During an award ceremony, Raja blackmails Paal with the previous pieces of evidence he gathered, forcing the latter to announce in front of the crowd that he will perform 100 free heart surgeries. Shailaja later enters the brothers' home for a meet. Fearing recognition, Raja masks his face with shaving cream and mimics a subtle voice. Failing to recognize him, she has a quick conversation with Raja and leaves.

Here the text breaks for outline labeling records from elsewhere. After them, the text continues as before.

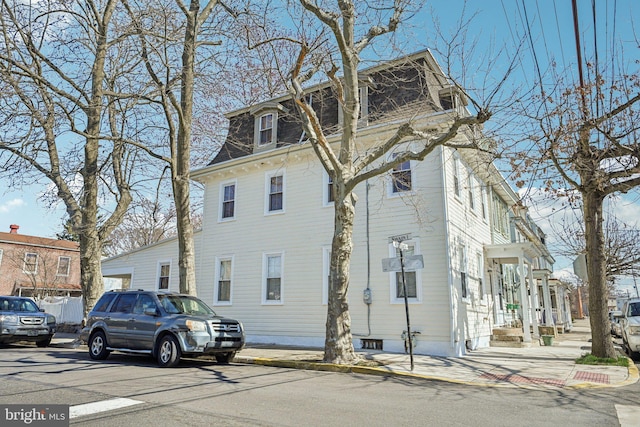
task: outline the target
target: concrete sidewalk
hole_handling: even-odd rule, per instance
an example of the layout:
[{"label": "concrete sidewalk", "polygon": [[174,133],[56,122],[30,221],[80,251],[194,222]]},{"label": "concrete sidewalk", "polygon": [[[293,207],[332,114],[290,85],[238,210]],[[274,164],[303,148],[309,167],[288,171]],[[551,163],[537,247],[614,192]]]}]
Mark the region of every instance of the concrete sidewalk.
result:
[{"label": "concrete sidewalk", "polygon": [[[73,345],[74,336],[56,335],[52,345]],[[575,359],[591,350],[588,319],[578,320],[574,329],[559,334],[552,346],[529,348],[490,347],[457,358],[409,355],[380,350],[361,350],[365,362],[358,366],[322,363],[320,348],[248,344],[234,359],[293,369],[397,375],[474,386],[520,388],[621,387],[638,381],[633,361],[629,367],[577,365]],[[87,356],[88,357],[88,356]],[[378,366],[376,366],[378,365]]]}]

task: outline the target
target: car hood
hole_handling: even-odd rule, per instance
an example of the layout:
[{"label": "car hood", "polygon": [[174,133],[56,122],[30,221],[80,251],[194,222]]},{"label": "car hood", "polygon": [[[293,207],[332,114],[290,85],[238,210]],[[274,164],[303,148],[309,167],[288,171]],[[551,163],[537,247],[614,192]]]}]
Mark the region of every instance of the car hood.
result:
[{"label": "car hood", "polygon": [[218,315],[174,314],[173,317],[176,319],[194,319],[213,323],[240,323],[236,319]]},{"label": "car hood", "polygon": [[29,316],[29,317],[46,317],[47,313],[42,311],[0,311],[0,315],[9,316]]}]

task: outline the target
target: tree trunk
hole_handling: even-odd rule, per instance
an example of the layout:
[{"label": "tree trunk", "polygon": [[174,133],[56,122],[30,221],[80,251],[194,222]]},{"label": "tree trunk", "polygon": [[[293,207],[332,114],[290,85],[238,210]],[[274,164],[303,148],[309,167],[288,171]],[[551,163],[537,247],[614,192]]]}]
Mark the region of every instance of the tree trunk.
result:
[{"label": "tree trunk", "polygon": [[353,349],[347,301],[356,198],[352,192],[341,191],[339,187],[335,187],[335,231],[331,245],[324,361],[351,364],[358,359]]},{"label": "tree trunk", "polygon": [[180,292],[196,295],[195,248],[193,244],[193,225],[191,224],[190,200],[190,161],[191,161],[191,123],[193,121],[194,61],[196,55],[196,37],[198,34],[198,13],[200,2],[192,0],[187,17],[184,45],[182,51],[182,88],[180,91],[180,110],[176,158],[174,159],[173,194],[178,222],[179,277]]},{"label": "tree trunk", "polygon": [[[583,182],[585,182],[583,180]],[[602,218],[603,196],[595,190],[582,192],[584,204],[587,276],[589,280],[589,322],[591,324],[591,354],[596,357],[616,357],[609,325],[607,281]]]},{"label": "tree trunk", "polygon": [[[93,218],[93,219],[92,219]],[[84,304],[84,318],[93,308],[98,298],[104,292],[102,269],[102,245],[98,238],[94,215],[83,215],[83,227],[80,233],[80,286],[82,287],[82,302]],[[88,225],[88,226],[87,226]]]}]

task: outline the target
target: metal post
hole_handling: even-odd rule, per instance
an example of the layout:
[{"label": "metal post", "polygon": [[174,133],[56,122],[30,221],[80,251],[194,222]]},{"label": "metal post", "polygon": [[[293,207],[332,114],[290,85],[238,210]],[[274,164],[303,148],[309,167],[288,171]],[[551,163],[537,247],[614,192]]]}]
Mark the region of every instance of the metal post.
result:
[{"label": "metal post", "polygon": [[400,271],[402,273],[402,293],[404,295],[404,311],[407,315],[407,337],[409,339],[409,359],[411,360],[411,370],[413,371],[413,337],[411,336],[411,322],[409,321],[409,298],[407,297],[407,282],[404,279],[404,254],[402,253],[402,242],[399,242],[400,250]]}]

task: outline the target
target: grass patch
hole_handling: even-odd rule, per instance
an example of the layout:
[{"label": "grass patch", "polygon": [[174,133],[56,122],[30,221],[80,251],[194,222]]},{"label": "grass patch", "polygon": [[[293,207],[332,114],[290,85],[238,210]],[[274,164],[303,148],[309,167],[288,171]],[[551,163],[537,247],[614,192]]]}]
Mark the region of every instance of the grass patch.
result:
[{"label": "grass patch", "polygon": [[593,354],[583,354],[576,359],[578,365],[609,365],[629,367],[629,359],[625,356],[613,357],[596,357]]}]

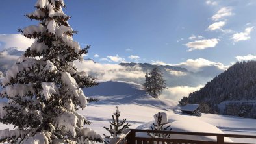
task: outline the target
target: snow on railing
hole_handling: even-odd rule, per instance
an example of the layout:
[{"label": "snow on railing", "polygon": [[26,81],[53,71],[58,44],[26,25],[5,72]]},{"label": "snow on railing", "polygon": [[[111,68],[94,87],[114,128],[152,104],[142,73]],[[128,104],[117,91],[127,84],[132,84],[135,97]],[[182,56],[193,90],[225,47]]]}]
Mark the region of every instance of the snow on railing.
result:
[{"label": "snow on railing", "polygon": [[[170,138],[151,138],[146,136],[148,133],[160,133],[160,134],[170,134]],[[224,139],[226,138],[236,138],[241,139],[251,139],[251,143],[256,143],[256,136],[252,135],[240,135],[240,134],[215,134],[215,133],[203,133],[203,132],[173,132],[173,131],[156,131],[151,130],[137,130],[129,129],[125,132],[126,137],[121,138],[120,139],[113,139],[110,144],[165,144],[165,143],[197,143],[197,144],[230,144],[230,143],[248,143],[245,140],[242,140],[242,143],[235,143],[230,141],[225,141]],[[146,135],[145,135],[146,134]],[[182,139],[172,138],[172,136],[180,136]],[[198,140],[198,139],[189,139],[189,136],[210,136],[215,137],[215,141],[210,140]],[[224,139],[225,138],[225,139]],[[249,142],[250,143],[250,142]]]}]

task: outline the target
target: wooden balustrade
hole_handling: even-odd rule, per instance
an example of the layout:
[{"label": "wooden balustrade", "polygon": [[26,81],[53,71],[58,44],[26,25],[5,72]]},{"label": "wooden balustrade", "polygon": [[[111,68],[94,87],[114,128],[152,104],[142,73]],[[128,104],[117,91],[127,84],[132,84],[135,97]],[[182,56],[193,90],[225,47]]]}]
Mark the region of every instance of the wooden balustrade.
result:
[{"label": "wooden balustrade", "polygon": [[[240,135],[240,134],[214,134],[214,133],[203,133],[203,132],[173,132],[173,131],[156,131],[151,130],[137,130],[129,129],[125,132],[125,138],[113,139],[110,144],[231,144],[238,143],[231,143],[224,141],[224,138],[250,138],[254,139],[256,143],[256,136],[251,135]],[[138,134],[140,134],[140,135]],[[151,137],[140,136],[141,134],[148,133],[155,134],[170,134],[170,138],[159,138]],[[172,135],[182,136],[185,138],[183,139],[172,138]],[[205,141],[198,139],[189,139],[186,138],[186,136],[212,136],[216,138],[216,141]]]}]

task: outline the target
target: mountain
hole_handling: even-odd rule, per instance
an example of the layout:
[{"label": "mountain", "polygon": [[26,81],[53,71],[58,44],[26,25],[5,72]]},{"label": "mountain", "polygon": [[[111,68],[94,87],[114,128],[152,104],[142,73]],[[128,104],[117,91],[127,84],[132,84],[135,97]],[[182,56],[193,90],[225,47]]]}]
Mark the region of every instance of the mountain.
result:
[{"label": "mountain", "polygon": [[[209,73],[208,75],[205,75],[208,67],[203,71],[194,73],[190,71],[186,68],[179,66],[169,65],[153,65],[148,63],[120,63],[120,66],[126,67],[134,67],[138,66],[141,68],[141,71],[145,73],[147,70],[151,71],[154,67],[158,67],[163,73],[164,79],[166,80],[168,87],[175,87],[179,86],[186,86],[189,87],[196,87],[199,85],[204,85],[207,81],[218,75],[220,72],[214,69],[214,73]],[[212,68],[211,68],[212,69]],[[133,71],[133,69],[130,69]],[[144,82],[143,78],[143,82]],[[141,82],[133,81],[136,83],[142,84]],[[184,95],[185,96],[185,95]]]},{"label": "mountain", "polygon": [[256,62],[237,62],[181,104],[205,103],[210,112],[256,118]]},{"label": "mountain", "polygon": [[122,81],[101,81],[99,85],[84,88],[88,97],[99,99],[97,104],[128,104],[151,106],[165,108],[177,106],[177,101],[166,99],[155,99],[144,90],[144,86]]},{"label": "mountain", "polygon": [[146,71],[147,69],[152,69],[155,67],[157,67],[159,69],[162,71],[165,71],[166,69],[168,69],[173,71],[177,71],[181,72],[188,72],[186,69],[181,68],[179,67],[172,66],[169,65],[153,65],[148,63],[120,63],[120,65],[122,66],[138,66],[143,69],[144,71]]},{"label": "mountain", "polygon": [[21,56],[24,53],[24,51],[21,51],[18,49],[18,47],[11,47],[3,49],[0,53],[7,52],[8,55],[12,56]]}]

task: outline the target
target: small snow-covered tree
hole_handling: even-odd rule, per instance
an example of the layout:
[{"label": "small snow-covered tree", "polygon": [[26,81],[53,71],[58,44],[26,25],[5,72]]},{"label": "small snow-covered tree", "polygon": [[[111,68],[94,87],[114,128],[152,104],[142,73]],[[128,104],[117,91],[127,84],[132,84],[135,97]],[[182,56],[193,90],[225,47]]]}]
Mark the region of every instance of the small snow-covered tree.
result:
[{"label": "small snow-covered tree", "polygon": [[[153,126],[151,127],[151,130],[172,130],[171,126],[166,126],[168,123],[167,115],[164,112],[159,112],[154,115],[155,123],[153,123]],[[170,138],[168,134],[160,134],[160,133],[149,133],[148,134],[152,138]]]},{"label": "small snow-covered tree", "polygon": [[77,32],[68,23],[63,0],[38,0],[35,7],[26,16],[40,21],[38,25],[19,29],[35,42],[3,79],[1,97],[8,102],[0,104],[0,122],[16,129],[0,131],[0,143],[103,142],[100,135],[84,128],[89,122],[77,112],[88,102],[81,88],[97,84],[73,63],[83,60],[89,46],[81,49],[73,40]]},{"label": "small snow-covered tree", "polygon": [[157,67],[153,68],[149,73],[147,71],[145,75],[146,90],[155,98],[158,98],[162,90],[167,88],[162,75],[162,72]]},{"label": "small snow-covered tree", "polygon": [[109,143],[111,139],[120,136],[122,134],[123,134],[123,131],[131,126],[131,125],[128,123],[125,125],[126,119],[124,119],[122,121],[119,119],[119,117],[120,116],[120,111],[118,110],[118,106],[116,106],[116,112],[114,112],[112,115],[113,120],[112,121],[109,122],[110,123],[110,128],[104,127],[106,130],[110,133],[110,136],[107,136],[104,134],[105,137],[105,143]]}]

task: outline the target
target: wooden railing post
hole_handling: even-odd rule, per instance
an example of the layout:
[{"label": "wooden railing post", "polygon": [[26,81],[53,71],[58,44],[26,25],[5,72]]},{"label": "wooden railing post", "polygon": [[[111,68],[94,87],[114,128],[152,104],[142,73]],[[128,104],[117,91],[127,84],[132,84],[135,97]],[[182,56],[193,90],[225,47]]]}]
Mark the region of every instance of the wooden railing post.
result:
[{"label": "wooden railing post", "polygon": [[136,136],[136,133],[135,130],[131,129],[130,133],[128,134],[127,136],[127,140],[128,140],[128,144],[134,144],[136,143],[135,142],[135,136]]},{"label": "wooden railing post", "polygon": [[224,144],[224,137],[223,136],[217,136],[217,143],[218,144]]}]

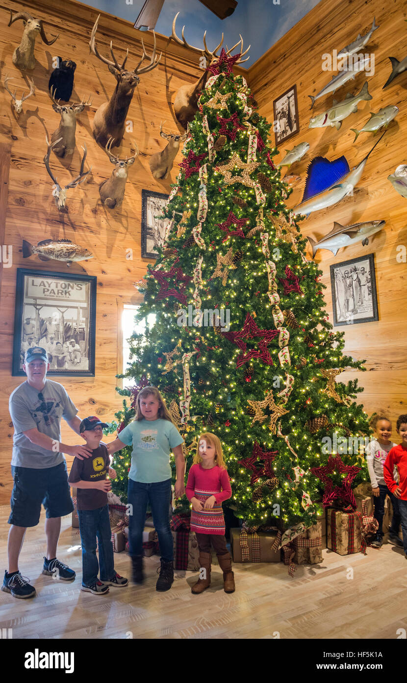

During a visit to a temple function, Shailaja's caravan is abducted and taken control by Raja and Krishnamoorthy. He then forces Shailaja to wear skimpy clothes by blackmailing her using evidence of her murdering a temple official. She agrees out of fear. On seeing her in such skimpy clothes on a temple occasion, people get angry and start riots, thus making her eventually lose her minister position. Angered, she returns to her old gangster form and plots to kill Raja once and for all. She learns that he is the brother of her accomplices through a news clip. The brothers fake their deaths to lure Raja, who is then left for dead after being severely injured by his brothers and Shailaja. However, he was then saved by Krishnamoorthy and Nikhita. He stops the bad guys and Shailaja and eventually kills them. Finally, it is shown that after being released from jail, Raja married Nikhita with Thangapazham's help.

==Production==

After Sandai (2008), Sakthi Chidambaram announced his next project called Rajathi Raja, the title derived from the 1989 film of the same name. Filming was completed within two months.

==Soundtrack==
Karunas made his debut as music composer in this film. Paul Jacob was another composer. The lyrics for all songs were written by director Perarasu. The audio was released on 11 May 2009.
- "Kandha Kadambha Kathiresa" - Sam P. Keerthan
- "Elanthapazham (Remix)" - Shakthisree Gopalan, Dinesh
- "Yaaro Oruthi" - Madhu Balakrishnan, Deepa
- "Kathirikaa" - Karunas, Grace
- "Aandipatti Arasampatti" - T. Rajender, Pop Shalini

==Critical reception==
Pavithra Srinivasan of Rediff.com wrote, "For sheer, mind-numbing crudity, there's no equal to Rajadhi Raja". Sify wrote, "Sakthi Chidambaram’s Rajadhi Raja is the crudest masala movie seen in recent times".

==Controversies==
After the release, Chidambaram lashed out at Suhasini Maniratnam for giving the film a negative review on her show Hasini Pesum Padam.